Researchers are developing a “Minority Report” as a technology for drugs

There’s a whole world of chemical “dark matter” right beyond our fingertips right now.

No, foreknowledge is not an issue.

But people who are developing new design drugs are predictable, it seems.

Researchers at the University of British Columbia (UBC) in Vancouver and other universities trained a computer to predict the molecular structure of new drugs.

“There’s a whole world of chemical ‘dark matter’ right beyond our fingertips right now. I think there’s a huge opportunity for the right AI tools to illuminate this unknown chemical world,” Dr. Michael Skinnider says in a press release. He completed the research as a doctor at UBC.

Design drugs are newly designed drugs that go beyond the law; they are typically very similar to previously developed drugs and have similar effects, but are different enough not to be technically categorized under the laws regulating the drug they were made to mimic, such as new versions of bansals and synthetic opioids.

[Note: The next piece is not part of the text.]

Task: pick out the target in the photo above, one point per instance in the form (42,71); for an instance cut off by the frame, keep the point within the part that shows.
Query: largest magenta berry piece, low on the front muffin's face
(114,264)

Using data collected from around the world on illegal drugs, researchers trained the computer to invent new drugs that had not yet been created, but that would match the parameters. It has invented 8.9 million different chemical designs.

They then compared 196 newly created design drugs that did not exist when the computer was initially programmed, with those it invented.

The computer, a deep neural network, invented more than 175 of the drugs.

“The fact that we can predict what design drugs are likely to appear on the market before they actually appear is a bit like the 2002 science fiction film, Minority Report, where foreknowledge of criminal activities to take place helped significantly reduce crime in 2002. future world , ”Explains Dr. David Wishart of the University of Alberta, who was the senior author of the research paper.

Now that the computer can predict what chemicals are likely to appear in the near future, law enforcement agencies and public health officials can start things. It would previously take months to identify a new designer drug once it was found by authorities. Now it takes days.

“The vast majority of these design drugs have never been tested in humans and are completely unregulated. They are a major public health concern for emergency departments around the world,” says Dr. Skinnider.

The model did more than just identify the structures; it was also possible to predict which were more likely to appear at the market.

While the technology was used to identify drugs this time around, it could be used in other research on molecular structures.